Dengan pemberlakuan IA-CEPA, ada tiga peraturan tingkat menteri yang menjadi payung hukum. Ketiga regulasi itu terdiri dari Peraturan Menteri Perdagangan Nomor 63 Tahun 2020 tentang Ketentuan Asal Barang Indonesia dan Ketentuan Penerbitan Dokumen Keterangan Asal untuk Barang Asal Indonesia dalam IA-CEPA; Peraturan Menteri Keuangan Nomor 81 Tahun 2020 tentang Penetapan Tarif Bea Masuk dalam Rangka IA-CEPA; serta Peraturan Menteri Keuangan Nomor 82 Tahun 2020 tentang Tata Cara Pengenaan Tarif Bea Masuk atas Barang Impor Berdasarkan IA-CEPA.
Menteri Perdagangan Agus Suparmanto menyatakan, pemberlakuan IA-CEPA dapat menjadi momentum dan dorongan untuk menjaga kinerja perdagangan serta meningkatkan daya saing Indonesia.

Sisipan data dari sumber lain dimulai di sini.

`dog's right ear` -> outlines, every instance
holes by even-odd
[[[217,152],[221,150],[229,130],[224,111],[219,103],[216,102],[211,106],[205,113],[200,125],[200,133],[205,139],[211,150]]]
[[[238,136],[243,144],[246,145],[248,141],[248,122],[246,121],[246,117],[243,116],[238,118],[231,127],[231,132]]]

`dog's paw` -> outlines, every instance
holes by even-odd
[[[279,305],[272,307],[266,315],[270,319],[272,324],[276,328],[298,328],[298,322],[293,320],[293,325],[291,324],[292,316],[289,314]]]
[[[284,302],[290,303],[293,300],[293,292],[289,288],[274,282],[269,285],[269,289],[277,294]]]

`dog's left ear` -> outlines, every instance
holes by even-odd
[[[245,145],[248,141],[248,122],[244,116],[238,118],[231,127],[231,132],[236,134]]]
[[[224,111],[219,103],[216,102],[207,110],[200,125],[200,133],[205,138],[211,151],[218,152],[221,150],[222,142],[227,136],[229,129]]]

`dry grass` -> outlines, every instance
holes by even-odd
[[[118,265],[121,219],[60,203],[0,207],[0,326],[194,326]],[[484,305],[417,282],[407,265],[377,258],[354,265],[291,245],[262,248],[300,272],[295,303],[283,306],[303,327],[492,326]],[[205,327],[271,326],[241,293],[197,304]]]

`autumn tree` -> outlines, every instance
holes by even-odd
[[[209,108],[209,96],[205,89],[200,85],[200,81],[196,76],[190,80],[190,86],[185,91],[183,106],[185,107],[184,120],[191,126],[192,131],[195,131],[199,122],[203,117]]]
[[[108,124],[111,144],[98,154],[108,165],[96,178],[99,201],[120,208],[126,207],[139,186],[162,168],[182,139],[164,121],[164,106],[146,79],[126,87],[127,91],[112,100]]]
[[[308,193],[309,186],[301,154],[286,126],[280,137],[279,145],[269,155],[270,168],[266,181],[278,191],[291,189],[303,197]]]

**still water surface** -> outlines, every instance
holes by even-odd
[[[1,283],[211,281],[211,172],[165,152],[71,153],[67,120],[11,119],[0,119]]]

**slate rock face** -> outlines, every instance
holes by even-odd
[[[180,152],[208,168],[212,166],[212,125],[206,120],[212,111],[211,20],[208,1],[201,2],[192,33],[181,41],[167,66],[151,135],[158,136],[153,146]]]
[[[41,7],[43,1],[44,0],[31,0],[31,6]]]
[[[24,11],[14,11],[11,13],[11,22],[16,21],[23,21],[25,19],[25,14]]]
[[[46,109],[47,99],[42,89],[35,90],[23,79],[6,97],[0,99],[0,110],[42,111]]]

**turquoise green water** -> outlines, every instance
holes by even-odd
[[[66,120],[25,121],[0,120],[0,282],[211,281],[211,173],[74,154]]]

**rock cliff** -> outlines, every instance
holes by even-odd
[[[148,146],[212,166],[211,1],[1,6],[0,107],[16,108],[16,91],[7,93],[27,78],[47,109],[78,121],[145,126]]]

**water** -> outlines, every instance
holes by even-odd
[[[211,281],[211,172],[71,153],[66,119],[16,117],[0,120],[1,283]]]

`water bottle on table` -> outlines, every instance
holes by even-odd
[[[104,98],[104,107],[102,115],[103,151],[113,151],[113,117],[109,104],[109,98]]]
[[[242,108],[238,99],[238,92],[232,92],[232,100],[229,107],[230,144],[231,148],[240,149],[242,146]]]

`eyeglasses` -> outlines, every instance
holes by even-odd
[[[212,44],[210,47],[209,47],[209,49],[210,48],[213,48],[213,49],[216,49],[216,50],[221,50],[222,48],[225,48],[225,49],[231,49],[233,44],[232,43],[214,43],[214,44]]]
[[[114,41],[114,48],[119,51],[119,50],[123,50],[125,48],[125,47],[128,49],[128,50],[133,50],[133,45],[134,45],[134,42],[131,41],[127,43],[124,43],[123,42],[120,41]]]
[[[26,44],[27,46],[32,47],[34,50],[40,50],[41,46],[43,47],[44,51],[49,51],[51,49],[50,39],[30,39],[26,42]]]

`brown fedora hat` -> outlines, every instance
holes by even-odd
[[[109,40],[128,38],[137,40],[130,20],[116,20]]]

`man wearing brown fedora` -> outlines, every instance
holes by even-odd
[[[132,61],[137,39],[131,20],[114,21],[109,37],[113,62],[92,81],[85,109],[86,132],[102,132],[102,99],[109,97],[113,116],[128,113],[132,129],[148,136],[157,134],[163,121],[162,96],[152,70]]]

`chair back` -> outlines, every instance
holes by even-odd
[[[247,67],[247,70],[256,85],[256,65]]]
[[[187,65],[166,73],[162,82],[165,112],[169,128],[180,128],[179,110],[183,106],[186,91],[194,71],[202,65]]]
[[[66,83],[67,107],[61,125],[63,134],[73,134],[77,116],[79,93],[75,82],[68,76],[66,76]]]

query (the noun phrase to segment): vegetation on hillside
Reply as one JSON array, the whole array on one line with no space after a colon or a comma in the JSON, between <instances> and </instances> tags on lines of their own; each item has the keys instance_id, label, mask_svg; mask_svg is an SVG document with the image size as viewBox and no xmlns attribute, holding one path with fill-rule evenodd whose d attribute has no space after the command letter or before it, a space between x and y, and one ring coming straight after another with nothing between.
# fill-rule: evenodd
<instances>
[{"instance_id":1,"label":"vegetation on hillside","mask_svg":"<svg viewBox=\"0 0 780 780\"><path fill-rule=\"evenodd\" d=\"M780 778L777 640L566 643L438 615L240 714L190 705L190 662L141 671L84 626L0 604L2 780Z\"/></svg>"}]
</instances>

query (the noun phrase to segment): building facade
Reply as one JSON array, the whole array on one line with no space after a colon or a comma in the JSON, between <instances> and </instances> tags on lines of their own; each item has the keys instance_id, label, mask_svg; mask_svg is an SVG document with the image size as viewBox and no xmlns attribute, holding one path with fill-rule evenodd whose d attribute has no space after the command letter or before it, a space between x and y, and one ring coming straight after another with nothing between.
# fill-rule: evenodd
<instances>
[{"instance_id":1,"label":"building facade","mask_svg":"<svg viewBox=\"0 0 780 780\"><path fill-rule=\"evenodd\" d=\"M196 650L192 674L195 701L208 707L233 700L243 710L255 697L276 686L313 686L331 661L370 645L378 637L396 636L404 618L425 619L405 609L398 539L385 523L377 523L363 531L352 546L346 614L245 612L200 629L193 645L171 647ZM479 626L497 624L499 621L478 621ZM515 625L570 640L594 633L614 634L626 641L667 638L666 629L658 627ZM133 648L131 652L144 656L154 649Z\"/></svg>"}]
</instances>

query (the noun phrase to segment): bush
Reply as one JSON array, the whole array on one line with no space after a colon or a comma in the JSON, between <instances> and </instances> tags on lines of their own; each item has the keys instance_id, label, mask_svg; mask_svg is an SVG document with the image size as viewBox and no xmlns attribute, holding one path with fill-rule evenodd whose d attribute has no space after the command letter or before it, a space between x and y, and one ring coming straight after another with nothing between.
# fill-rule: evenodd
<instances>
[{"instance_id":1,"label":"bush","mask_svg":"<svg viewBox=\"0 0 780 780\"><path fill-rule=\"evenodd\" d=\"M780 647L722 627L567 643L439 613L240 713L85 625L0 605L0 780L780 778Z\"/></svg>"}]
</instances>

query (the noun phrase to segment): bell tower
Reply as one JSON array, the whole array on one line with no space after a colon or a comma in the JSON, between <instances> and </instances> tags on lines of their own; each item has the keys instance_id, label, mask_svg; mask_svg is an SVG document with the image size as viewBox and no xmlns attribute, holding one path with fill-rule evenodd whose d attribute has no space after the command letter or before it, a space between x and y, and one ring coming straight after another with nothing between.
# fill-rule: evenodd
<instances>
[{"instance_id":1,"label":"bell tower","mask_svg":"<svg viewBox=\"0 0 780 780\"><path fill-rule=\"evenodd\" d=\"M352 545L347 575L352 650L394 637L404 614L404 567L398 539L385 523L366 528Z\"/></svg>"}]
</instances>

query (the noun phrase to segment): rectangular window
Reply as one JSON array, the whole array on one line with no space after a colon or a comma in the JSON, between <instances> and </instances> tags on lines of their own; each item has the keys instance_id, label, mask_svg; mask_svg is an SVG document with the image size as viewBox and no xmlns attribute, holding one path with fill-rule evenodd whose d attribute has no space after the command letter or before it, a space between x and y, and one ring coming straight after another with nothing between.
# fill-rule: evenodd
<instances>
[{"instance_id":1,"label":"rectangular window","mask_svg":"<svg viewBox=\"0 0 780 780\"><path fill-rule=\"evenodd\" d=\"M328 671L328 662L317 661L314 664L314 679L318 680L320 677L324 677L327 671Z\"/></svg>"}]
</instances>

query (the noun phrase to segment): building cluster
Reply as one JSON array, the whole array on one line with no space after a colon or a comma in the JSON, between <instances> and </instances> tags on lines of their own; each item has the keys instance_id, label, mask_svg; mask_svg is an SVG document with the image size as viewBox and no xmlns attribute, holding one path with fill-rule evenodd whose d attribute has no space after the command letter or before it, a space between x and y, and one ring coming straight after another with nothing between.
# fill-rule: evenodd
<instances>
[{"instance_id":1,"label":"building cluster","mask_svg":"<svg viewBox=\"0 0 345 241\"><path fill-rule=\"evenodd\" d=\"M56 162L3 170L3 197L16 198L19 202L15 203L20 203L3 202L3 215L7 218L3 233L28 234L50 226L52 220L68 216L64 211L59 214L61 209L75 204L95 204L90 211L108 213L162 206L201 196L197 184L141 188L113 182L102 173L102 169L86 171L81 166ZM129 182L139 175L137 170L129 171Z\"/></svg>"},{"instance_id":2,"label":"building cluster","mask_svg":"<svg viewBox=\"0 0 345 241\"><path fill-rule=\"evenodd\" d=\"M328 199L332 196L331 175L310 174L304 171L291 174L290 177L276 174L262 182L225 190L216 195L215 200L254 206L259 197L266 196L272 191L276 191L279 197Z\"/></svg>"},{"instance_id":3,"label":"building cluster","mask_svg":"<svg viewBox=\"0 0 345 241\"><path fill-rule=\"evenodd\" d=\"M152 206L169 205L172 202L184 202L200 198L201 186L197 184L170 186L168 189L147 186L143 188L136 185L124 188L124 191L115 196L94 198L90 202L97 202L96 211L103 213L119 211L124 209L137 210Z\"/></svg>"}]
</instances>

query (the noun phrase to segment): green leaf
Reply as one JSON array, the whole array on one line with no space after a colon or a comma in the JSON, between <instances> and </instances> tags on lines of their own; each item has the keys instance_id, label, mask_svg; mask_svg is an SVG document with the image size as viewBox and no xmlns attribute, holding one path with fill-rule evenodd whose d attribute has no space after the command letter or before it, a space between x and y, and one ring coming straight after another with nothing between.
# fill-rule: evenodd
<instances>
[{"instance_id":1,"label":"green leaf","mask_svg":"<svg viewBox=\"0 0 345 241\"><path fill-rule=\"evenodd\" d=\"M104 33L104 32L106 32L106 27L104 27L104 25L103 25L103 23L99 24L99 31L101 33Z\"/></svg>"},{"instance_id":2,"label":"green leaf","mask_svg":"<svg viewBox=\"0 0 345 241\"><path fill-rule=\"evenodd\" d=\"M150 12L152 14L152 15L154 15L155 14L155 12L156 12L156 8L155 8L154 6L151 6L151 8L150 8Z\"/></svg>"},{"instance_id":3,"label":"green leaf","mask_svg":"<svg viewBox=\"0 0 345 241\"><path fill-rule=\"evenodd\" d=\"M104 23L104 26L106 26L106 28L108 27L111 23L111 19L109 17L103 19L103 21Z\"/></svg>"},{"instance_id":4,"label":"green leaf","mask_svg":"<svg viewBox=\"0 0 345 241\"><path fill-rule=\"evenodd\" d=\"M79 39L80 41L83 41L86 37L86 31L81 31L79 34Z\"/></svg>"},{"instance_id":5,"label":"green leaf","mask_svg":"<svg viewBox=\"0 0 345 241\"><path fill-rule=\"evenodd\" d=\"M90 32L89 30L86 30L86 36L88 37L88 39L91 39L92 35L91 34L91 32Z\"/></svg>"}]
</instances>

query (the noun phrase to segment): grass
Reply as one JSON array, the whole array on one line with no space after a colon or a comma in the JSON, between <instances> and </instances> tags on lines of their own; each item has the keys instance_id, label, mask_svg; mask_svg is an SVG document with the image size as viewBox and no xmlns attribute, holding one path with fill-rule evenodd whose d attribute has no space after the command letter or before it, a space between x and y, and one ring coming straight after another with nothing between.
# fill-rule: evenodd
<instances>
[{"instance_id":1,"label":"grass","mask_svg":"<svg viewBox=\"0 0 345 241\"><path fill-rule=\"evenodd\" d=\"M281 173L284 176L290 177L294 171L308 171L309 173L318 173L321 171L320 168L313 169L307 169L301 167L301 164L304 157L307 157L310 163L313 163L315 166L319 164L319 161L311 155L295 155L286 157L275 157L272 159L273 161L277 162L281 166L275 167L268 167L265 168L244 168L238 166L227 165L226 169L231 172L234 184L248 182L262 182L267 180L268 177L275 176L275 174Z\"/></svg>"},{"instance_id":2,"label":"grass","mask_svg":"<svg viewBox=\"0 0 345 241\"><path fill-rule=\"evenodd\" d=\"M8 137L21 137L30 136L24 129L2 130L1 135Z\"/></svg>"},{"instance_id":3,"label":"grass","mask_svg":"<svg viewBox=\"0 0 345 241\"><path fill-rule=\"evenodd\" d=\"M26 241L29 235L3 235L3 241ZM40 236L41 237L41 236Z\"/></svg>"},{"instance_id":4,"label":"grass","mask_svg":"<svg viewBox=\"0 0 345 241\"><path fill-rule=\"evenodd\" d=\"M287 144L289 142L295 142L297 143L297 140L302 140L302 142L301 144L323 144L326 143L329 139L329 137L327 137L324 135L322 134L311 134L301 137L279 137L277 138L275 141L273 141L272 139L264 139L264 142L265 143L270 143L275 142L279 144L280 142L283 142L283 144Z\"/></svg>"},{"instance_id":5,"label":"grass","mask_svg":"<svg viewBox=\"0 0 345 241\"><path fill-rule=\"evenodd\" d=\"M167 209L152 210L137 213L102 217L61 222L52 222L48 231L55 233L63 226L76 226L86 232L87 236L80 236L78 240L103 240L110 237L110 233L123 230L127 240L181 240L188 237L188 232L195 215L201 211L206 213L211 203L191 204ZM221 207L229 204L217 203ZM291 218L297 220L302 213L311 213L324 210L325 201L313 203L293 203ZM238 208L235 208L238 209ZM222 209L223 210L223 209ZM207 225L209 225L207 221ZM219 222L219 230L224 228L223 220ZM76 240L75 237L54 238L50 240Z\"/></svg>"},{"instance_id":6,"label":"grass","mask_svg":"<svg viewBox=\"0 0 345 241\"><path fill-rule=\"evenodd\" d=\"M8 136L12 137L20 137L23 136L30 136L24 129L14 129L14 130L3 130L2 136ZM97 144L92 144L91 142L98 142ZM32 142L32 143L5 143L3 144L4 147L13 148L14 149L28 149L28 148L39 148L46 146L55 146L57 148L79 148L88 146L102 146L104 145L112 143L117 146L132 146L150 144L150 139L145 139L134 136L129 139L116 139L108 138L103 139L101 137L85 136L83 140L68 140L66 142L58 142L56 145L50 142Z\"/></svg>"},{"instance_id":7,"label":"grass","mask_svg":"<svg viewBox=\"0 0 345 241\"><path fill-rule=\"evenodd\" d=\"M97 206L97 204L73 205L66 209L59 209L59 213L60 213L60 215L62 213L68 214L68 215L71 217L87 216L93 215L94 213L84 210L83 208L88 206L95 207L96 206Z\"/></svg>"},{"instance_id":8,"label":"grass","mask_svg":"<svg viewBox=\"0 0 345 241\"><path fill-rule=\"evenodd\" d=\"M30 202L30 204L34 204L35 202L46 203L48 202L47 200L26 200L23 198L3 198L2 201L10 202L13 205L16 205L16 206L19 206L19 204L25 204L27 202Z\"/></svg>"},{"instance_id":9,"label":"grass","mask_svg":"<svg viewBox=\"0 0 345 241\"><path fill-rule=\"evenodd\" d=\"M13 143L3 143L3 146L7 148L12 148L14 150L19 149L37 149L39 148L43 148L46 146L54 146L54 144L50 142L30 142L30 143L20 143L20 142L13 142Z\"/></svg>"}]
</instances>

Seluruh produk ekspor Indonesia ke Australia dihapuskan tarif bea masuknya.
”Tarif preferensial IA-CEPA ini mesti dimanfaatkan secara maksimal oleh para pelaku usaha Indonesia agar ekspor Indonesia meningkat,” tuturnya melalui siaran pers.
Kementerian Perdagangan mencatat, total nilai perdagangan barang Indonesia-Australia pada 2019 sebesar 7,8 miliar dollar AS. Nilai ekspor Indonesia ke Australia pada 2019 sebesar 2,3 miliar dollar AS dan impornya 5,5 miliar dollar AS sehingga Indonesia mengalami defisit sebesar 3,2 miliar dollar AS.
Pada periode Januari-April 2020, Indonesia masih mengalami defisit perdagangan terhadap Australia senilai 1,1 miliar dollar AS. Nilai ekspor Indonesia pada periode tersebut mencapai 693,8 juta dollar AS atau tumbuh 3,31 persen dibandingkan dengan tahun sebelumnya.
Mayoritas komoditas perdagangan kedua negara itu merupakan bahan baku dan penolong industri, seperti gandum, batubara, bijih besi, aluminium, seng, gula mentah, serta susu dan krim.